Мисс Мэри стояла перед ним вытянувшись и вызывающе подняв свою белокурую красивую голову.
Крейцер уже сделал к ней угрожающее движение со сжатым кулаком. Она не шевельнулась, но англичанин впился глазами в немца и быстро опустил руку в карман.
Гринчуков заметил это движение и тихо коснулся его руки.
Но уже Крейцер овладел собой. Тяжело переводя дыхание, он презрительно скривил губы и, сразу отрезвев, ни на кого не глядя, вышел из кабинета.
Мисс Мэри бросилась к окну, взглянула вниз и опять весело рассмеялась.
-- Что бы вы сделали на его месте? -- обратился в свою очередь Гринчуков к англичанину.
-- Я бы прежде всего, не показывал этой карточки.
-- Я тоже.
VII.
Прошел год. Крейцер с невестой по-прежнему посылали друг другу обширные послания, в которых любовь обсуждалась со всех точек зрения.
На стоянке в Сингапуре Гринчуков и доктор опять соблазняли его отправиться с ними в Малай-Стрит, но он наотрез отказался, и они пустились туда вдвоем.
Блуждая на закате один по городу, он попал на европейское кладбище и здесь случайно натолкнулся на новый памятник, с которого взглянуло на него знакомое имя.
-- Мистер Смиф, -- повторил он. -- Двадцати пяти лет.
И сразу вспомнил красавца-юношу из Малай-Стрита.
Конечно, это могло быть совпадение, но на белом камне были золотом выгравированы строки ирландской песни.
You'll hear the birds singing beneath brighter sky.
Крейцер прочел их и поморщился. Ему вспомнилась вся эта неприятная история с фотографией. По счастью, тогда он успел поднять карточку своей невесты раньше, чем на нее наступили чьи-нибудь грязные ноги.

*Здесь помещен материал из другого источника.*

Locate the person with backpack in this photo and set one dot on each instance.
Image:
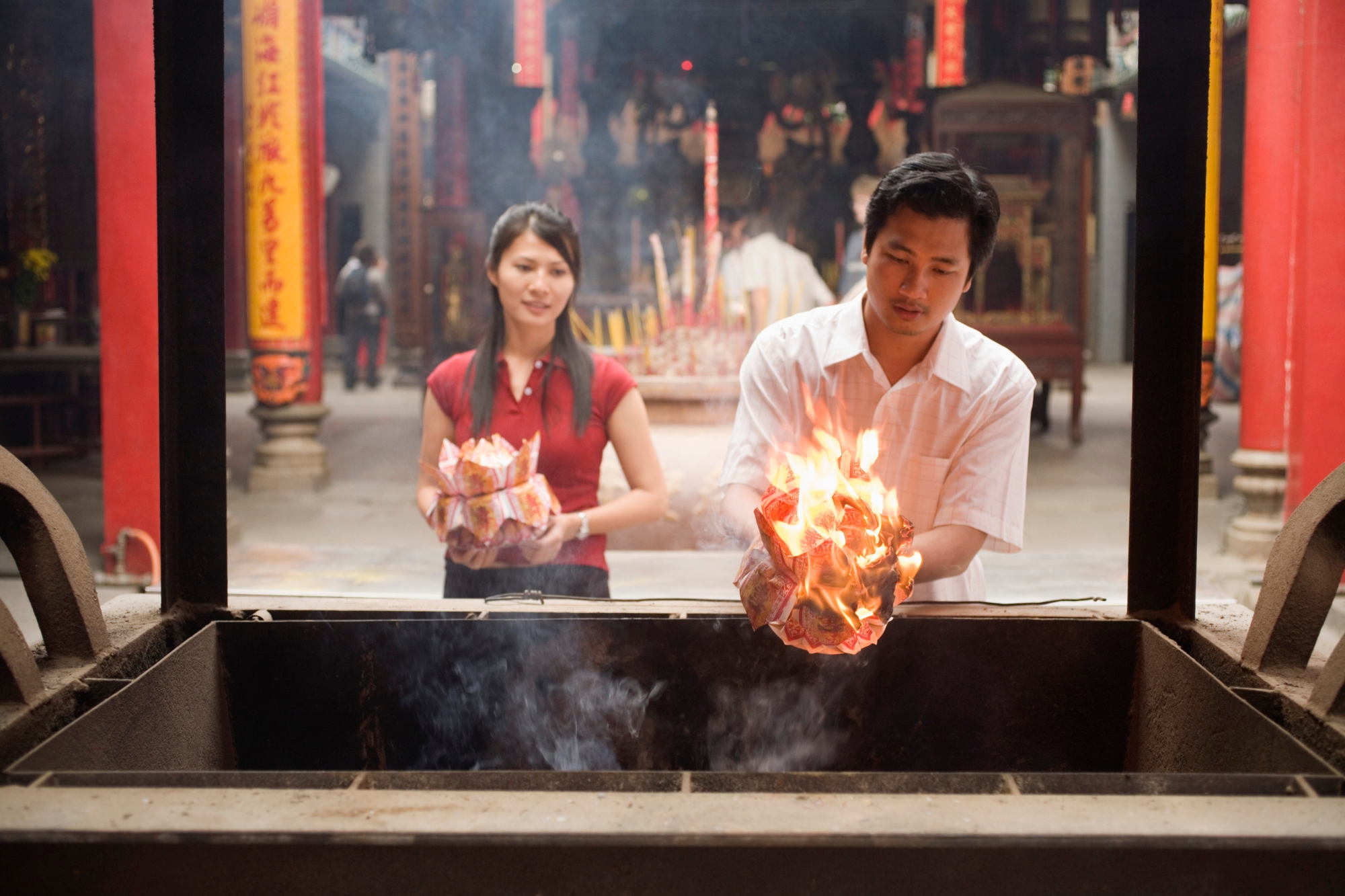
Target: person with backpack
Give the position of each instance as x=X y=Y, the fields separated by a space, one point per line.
x=362 y=303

Он вздохнул о судьбе так ужасно погибшего молодого человека из хорошей фамилии, нелепо разбившего свою карьеру и жизнь, и не мог не осудить его:
-- Из-за какой-то негодной девчонки. Фи! А она, конечно, продолжает свою безумную жизнь и мало думаете о сгубленном ею сердце.
Но на другой день доктор и Гринчуков рассказали ему о мрачной судьбе обоих любовников.
Когда мистер Смиф, как доктор, узнал однажды, что его возлюбленная заболела той страшной болезнью, которая рано или поздно настигает почти всех жриц Малай-Стрита, он не открыл ей этого. Но в ту же ночь, на заре, их нашли окоченевшими в объятиях друг друга, убитыми мгновенно поражающим ядом.